Optimization effect:

By shifting pump operation to night hours (cheap tariff): savings of 15–25% on electricity costs with the same volume of water supplied.

Leak detection

Balance sheet method:

Material balance: supply volume (meters at pump stations) - consumption volume (meters at subscribers) = losses.

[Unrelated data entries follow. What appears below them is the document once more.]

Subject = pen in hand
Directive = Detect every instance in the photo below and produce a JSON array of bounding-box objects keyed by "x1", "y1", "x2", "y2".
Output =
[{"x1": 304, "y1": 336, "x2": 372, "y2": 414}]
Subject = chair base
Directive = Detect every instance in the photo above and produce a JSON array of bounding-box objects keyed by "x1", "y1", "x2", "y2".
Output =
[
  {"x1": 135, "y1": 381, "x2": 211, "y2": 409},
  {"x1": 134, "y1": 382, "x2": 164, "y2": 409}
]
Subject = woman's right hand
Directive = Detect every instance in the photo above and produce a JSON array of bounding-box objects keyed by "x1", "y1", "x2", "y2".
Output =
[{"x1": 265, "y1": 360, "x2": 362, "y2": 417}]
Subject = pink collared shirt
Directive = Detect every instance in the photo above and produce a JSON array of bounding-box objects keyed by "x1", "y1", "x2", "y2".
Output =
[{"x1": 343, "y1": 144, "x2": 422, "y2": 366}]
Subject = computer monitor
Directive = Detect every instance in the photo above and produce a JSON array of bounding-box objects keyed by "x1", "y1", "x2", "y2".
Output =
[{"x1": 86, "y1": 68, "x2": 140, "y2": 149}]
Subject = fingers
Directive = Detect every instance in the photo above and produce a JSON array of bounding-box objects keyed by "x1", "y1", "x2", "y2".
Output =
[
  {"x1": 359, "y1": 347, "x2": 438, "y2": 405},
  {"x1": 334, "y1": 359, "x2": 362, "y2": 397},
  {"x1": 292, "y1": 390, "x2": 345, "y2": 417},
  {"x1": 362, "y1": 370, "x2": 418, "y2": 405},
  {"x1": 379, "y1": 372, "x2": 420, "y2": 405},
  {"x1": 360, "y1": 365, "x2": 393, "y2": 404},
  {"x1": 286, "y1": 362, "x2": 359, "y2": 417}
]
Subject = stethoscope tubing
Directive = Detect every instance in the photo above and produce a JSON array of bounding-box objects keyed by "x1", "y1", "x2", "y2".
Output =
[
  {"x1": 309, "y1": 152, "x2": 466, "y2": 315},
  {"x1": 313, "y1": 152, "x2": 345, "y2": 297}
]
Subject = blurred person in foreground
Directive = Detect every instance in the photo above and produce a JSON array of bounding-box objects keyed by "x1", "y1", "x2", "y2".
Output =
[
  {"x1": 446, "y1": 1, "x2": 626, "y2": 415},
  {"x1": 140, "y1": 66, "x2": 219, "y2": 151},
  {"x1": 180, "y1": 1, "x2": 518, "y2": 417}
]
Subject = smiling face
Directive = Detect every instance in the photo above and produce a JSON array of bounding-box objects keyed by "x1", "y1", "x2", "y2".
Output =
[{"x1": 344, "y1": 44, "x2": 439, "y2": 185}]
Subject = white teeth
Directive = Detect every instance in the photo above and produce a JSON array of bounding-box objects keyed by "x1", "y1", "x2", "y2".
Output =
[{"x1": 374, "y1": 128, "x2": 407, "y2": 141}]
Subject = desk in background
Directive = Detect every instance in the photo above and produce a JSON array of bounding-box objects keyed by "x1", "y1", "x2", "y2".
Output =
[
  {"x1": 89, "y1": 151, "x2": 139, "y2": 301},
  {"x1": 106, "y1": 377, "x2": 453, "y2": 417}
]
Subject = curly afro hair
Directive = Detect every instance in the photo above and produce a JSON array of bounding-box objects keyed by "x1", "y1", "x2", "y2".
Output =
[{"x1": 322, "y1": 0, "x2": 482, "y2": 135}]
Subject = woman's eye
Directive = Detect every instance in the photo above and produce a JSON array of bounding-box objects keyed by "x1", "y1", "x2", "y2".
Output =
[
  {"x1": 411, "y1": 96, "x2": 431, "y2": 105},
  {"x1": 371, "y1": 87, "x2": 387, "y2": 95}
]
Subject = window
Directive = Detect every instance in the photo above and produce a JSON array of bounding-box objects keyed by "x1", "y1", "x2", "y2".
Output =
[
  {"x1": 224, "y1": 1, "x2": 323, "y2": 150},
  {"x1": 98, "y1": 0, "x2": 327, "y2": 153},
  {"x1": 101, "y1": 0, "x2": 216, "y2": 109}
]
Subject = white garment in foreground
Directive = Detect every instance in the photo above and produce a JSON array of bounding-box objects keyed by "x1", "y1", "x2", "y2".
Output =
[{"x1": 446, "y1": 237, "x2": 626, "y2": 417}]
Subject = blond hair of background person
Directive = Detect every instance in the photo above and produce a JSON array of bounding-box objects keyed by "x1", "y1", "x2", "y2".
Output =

Non-Revenue Water (NRW) in Russia: 20–40% is a typical level.

Pressure transient analysis:

Leaks create characteristic pressure changes in the network: - Sudden pressure drops: a pipe break - Gradual trend: a slow leak through a defect - LSTM on pressure time series → anomaly detection

Spatial localization of the leak:

  • Correlation method: two acoustic sensors → sound delay → distance to leak - ML on a network of pressure sensors: from which node the anomalies radiate → search zone

Localization accuracy: 50–100 m without soil excavation.

Water quality

Online monitoring of parameters:

IoT sensors on the distribution network and at consumers: - Residual chlorine: should be >0.05 mg/l throughout the network (SanPiN 2.1.3684) - Turbidity, pH, temperature - Nitrates, ammonium (water intake points)

Chlorine Spread Model:

Hydraulic model + chlorine consumption kinetics (EPANET2): - Prediction of chlorine concentration at any point in the network - Optimization of chlorine dosing: minimum dose → ensure standard throughout the network

Pollution detection:

Atypical profile of several parameters simultaneously → ML classifier → alert: - Turbidity + pH deviation + organics - Geolocation: in which area of the network did it occur → probable source

Wastewater network management

Forecast of consumption in collectors:

During heavy rainfall, the volume of surface runoff + wastewater = risk of overflow: - LSTM based on rain gauge data + levels in collectors - Forecast for 1–2 hours → pre-emptive control of valves

Optimization of sewer pumping stations:

Similar to water supply: smooth out peaks in supply → avoid overloading the wastewater treatment plant (WWTP), use the storage capacity of collectors.

Development time: 4–7 months for an AI water supply system with pump optimization, loss monitoring, and water quality.